In most situations, this is the best Euler Order method because the differences between the other two types are small in differences. The reason why it is better is because Animation:Master determines which Euler Order is best for the Bone in a specific rotation.
Currently, the use of the feature with a Light is unknown. Normally when it is used on a model, that model will show up even if it is immersed in fog.
Animate Mode determines whether or not the Light will animate over a scene. By default, the Animate Mode is set to ON, but if Animate Mode is set to OFF, the light will not move. This is good for keeping a static light in the scene. If Animate Mode is set to ON, then the light will animate normally.
There are three different types of lights in Animation:Master: Bulb, Klieg, and Sun.
A Bulb Light emits light in all directions.
The Bulb Light is positioned just in front of and above the Box. Notice that the light fades with distance and that light is being emitted onto every visible surface.
A Klieg Light emits light in the direction enclosed within the Cone Angle of the Light.
This Light is positioned exactly where the Bulb Light was positioned. The Klieg is pointing towards the bottom corner of the box, and the Cone Angle is wide enough to show the top corner of the box.
A Sun Light emits light in one direction only. Because the source of the Light is considered to be extremely far away, there would be no light come from any other angle than the direction of the Light.

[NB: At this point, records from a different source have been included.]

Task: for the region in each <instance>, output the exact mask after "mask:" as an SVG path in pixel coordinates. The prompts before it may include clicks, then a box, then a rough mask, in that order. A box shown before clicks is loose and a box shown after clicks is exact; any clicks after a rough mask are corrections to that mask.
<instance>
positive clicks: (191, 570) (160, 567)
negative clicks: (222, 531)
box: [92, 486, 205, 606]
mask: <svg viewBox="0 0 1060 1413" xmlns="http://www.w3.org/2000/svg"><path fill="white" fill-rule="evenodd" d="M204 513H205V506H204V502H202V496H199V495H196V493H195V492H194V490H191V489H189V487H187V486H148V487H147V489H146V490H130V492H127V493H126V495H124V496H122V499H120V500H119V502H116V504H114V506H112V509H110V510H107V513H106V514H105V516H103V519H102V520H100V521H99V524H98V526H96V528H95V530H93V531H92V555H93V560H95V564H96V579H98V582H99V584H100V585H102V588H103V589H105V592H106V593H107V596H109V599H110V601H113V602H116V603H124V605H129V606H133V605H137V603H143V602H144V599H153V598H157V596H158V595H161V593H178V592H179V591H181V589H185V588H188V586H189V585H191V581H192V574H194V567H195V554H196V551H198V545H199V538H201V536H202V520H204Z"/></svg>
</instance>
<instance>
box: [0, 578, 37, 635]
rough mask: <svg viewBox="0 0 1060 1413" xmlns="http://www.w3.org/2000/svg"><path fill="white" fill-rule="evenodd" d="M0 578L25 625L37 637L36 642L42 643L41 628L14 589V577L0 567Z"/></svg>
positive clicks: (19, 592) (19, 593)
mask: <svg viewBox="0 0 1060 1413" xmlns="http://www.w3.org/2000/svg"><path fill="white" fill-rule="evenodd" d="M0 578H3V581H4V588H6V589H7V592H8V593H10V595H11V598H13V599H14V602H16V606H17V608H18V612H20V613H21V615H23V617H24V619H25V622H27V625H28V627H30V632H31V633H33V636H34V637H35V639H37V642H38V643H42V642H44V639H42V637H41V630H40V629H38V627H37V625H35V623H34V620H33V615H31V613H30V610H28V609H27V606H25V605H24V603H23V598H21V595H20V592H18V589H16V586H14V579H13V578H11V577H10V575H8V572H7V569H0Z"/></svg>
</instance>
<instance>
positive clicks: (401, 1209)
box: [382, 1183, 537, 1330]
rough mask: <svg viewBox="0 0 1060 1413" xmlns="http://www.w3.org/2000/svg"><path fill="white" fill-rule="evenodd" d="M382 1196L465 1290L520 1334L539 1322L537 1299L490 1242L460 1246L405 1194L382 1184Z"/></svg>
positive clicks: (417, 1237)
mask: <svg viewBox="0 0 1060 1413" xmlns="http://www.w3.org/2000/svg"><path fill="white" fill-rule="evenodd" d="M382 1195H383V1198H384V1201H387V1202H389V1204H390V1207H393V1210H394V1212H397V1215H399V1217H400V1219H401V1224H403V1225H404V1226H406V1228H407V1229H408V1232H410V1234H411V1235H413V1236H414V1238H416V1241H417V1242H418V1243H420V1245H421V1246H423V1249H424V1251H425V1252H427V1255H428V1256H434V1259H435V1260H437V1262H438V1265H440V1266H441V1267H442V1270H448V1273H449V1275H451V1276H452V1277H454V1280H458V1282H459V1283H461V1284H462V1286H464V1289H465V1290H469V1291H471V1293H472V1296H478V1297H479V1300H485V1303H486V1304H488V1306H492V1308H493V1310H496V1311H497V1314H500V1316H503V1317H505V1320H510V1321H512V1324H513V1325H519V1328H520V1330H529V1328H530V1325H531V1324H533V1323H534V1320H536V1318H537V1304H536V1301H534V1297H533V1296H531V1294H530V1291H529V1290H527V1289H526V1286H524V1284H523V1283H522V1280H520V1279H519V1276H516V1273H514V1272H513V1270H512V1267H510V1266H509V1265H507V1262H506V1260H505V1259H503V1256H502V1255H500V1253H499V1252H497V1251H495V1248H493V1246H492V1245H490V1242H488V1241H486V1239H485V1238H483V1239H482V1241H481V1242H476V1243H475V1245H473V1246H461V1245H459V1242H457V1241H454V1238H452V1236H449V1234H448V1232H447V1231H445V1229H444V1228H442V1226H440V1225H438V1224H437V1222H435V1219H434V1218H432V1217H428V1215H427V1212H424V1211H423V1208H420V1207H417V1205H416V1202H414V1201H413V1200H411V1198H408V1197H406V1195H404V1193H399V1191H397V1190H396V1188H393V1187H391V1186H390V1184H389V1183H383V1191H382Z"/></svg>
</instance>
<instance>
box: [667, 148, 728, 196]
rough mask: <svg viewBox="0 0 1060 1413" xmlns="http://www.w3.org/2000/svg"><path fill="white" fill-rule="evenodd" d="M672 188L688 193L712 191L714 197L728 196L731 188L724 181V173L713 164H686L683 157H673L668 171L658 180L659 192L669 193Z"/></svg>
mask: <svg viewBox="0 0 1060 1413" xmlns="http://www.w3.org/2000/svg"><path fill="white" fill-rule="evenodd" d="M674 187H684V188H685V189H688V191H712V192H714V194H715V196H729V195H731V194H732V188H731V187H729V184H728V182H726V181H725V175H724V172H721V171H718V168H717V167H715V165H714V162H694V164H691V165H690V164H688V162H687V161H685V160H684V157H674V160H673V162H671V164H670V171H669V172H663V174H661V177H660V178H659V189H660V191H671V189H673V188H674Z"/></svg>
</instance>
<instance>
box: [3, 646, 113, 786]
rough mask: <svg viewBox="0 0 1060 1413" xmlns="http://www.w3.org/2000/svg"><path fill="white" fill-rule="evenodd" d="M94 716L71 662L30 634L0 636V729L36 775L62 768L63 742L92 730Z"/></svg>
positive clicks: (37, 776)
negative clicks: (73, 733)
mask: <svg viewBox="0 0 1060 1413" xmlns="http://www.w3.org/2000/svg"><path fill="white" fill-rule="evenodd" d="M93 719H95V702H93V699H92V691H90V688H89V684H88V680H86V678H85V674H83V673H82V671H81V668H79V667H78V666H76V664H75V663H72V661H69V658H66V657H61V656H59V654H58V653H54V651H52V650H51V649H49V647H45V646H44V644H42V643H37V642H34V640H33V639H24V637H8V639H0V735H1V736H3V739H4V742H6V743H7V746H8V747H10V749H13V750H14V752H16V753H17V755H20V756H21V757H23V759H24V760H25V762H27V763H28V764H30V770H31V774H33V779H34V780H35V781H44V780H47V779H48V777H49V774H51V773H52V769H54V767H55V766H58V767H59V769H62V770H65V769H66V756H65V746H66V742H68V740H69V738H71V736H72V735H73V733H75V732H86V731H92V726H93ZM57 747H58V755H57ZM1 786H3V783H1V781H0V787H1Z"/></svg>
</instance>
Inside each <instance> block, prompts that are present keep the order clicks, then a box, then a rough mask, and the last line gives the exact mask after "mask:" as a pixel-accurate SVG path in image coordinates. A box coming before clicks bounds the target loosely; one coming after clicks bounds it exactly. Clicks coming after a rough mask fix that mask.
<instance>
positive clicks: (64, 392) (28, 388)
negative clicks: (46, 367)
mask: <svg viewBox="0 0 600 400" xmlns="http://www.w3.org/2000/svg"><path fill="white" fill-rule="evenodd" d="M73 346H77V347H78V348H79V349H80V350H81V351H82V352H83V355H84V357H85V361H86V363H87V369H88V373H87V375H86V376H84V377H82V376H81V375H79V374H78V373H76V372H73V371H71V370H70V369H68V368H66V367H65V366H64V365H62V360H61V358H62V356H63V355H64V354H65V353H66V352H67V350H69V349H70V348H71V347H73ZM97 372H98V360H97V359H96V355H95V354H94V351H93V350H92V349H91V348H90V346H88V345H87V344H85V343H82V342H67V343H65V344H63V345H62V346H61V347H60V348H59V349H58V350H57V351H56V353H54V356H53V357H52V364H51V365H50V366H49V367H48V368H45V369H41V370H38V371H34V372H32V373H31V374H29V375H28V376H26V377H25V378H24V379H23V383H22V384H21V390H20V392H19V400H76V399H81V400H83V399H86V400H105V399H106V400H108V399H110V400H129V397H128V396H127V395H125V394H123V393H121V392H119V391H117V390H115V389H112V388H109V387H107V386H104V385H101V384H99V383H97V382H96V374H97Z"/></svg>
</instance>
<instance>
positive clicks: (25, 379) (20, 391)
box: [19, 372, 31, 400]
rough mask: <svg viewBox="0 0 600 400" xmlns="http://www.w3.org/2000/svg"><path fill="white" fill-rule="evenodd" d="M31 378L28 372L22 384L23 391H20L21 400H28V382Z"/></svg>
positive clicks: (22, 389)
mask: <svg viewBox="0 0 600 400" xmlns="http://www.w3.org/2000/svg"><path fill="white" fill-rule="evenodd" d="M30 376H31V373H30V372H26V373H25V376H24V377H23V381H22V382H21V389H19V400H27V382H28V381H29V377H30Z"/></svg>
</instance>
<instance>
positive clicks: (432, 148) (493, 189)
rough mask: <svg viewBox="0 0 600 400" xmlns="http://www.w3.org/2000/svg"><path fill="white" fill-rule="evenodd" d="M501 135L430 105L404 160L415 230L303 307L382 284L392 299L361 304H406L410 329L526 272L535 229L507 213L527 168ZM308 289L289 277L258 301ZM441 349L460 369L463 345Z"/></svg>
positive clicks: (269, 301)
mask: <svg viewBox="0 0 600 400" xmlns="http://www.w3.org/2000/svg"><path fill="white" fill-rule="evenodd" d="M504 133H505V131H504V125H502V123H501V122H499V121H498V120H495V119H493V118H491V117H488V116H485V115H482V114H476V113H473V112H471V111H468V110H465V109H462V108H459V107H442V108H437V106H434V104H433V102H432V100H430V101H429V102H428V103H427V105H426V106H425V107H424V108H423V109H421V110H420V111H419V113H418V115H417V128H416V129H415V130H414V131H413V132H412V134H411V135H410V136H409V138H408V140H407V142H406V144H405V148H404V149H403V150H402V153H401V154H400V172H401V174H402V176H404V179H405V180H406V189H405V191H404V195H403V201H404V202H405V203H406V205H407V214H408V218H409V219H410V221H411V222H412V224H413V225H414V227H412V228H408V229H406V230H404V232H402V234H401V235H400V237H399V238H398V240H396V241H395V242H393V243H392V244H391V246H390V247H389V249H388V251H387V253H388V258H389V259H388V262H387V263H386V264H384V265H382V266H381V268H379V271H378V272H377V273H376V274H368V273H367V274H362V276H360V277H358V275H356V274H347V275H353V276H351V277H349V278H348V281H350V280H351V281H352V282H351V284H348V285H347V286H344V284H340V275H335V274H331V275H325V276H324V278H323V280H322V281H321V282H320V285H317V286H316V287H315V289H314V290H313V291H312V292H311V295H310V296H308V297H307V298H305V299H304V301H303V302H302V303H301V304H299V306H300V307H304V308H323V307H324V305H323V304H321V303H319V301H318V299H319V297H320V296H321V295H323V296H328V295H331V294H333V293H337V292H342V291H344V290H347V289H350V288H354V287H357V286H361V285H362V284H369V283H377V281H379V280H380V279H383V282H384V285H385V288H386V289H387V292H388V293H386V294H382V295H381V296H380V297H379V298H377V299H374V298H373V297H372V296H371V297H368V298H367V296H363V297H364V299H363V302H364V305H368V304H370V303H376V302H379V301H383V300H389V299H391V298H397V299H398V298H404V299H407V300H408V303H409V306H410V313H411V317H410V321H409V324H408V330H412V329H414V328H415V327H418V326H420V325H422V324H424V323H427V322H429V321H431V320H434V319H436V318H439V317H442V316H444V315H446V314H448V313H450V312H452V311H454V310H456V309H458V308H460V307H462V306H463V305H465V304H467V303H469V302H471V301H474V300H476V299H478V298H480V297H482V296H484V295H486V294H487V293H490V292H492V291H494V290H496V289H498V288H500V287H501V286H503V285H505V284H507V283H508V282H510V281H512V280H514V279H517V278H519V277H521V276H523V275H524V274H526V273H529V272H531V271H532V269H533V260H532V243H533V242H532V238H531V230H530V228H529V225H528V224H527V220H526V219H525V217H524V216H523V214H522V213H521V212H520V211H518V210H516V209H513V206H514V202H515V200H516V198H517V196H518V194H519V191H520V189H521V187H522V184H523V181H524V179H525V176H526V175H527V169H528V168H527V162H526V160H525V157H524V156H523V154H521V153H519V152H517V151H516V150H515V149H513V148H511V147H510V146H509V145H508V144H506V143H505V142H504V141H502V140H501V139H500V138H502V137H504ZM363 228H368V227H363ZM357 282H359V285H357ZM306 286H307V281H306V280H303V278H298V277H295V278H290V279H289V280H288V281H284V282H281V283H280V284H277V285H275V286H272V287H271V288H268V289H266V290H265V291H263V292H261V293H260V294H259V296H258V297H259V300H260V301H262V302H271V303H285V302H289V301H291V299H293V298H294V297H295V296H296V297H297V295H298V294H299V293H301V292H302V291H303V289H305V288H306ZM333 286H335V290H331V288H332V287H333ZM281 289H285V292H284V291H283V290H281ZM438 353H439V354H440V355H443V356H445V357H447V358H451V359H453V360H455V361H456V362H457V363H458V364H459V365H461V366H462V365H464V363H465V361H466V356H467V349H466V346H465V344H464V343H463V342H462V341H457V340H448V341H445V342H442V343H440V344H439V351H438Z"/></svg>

Sun Lights are good for outdoor scenes scenes because they emit shadows starting from the farthest outward geometry on the Sun Light's Axis.
The Width sets the diameter of the light source.
The only values that have changed for these two lights is the Width. Notice that the falloff distance radius is pushed outwards because of the increase in Width when the actual falloff distance was not changed. This also affects how shadows are rendered if there is only 1 Ray Cast set in the Shadows menu.
This is a Top view of a Box that is positioned just below and to the left of the light source. Notice that the shadow on the 60 cm Width Light appears to have a gradient on it unlike the nearly solid black shadow of the 10 cm Width Light. To get rid of the gradients, turn up the ray casts, and turn on multipass.
The shadows are now faded around the edges because more rays could pass by the geometry at different areas. I will go more into Ray Casts later on in this topic.
Width of Softness
The Width of Softness only appears in Klieg lights. What the Width of Softness does is sets how soft the outer rim of the Klieg Light is. Small percentages will result in harsher edges, which percentages closer to 100% will be very soft.
The Fall-Off value is the distance at which the brightness of the Light is equal to the intensity of the light. This means if the Fall-Off distance was set to 500 cm, models positioned 500 cm away from the light source would be the diffuse color their surface properties are set to. Any surfaces closer to the light source would be brighter, and surfaces farther away would be darker.
The closest box is much brighter than the second closest box, but because the brightest color on a monitor is white, the effects cannot be seen. The second box is actually set at the Fall-Off distance and all other boxes are set farther away then that.
The Cone Angle is a value that is applicable only to a Kleig Light. This value sets the angle at which light is emitted from the Light.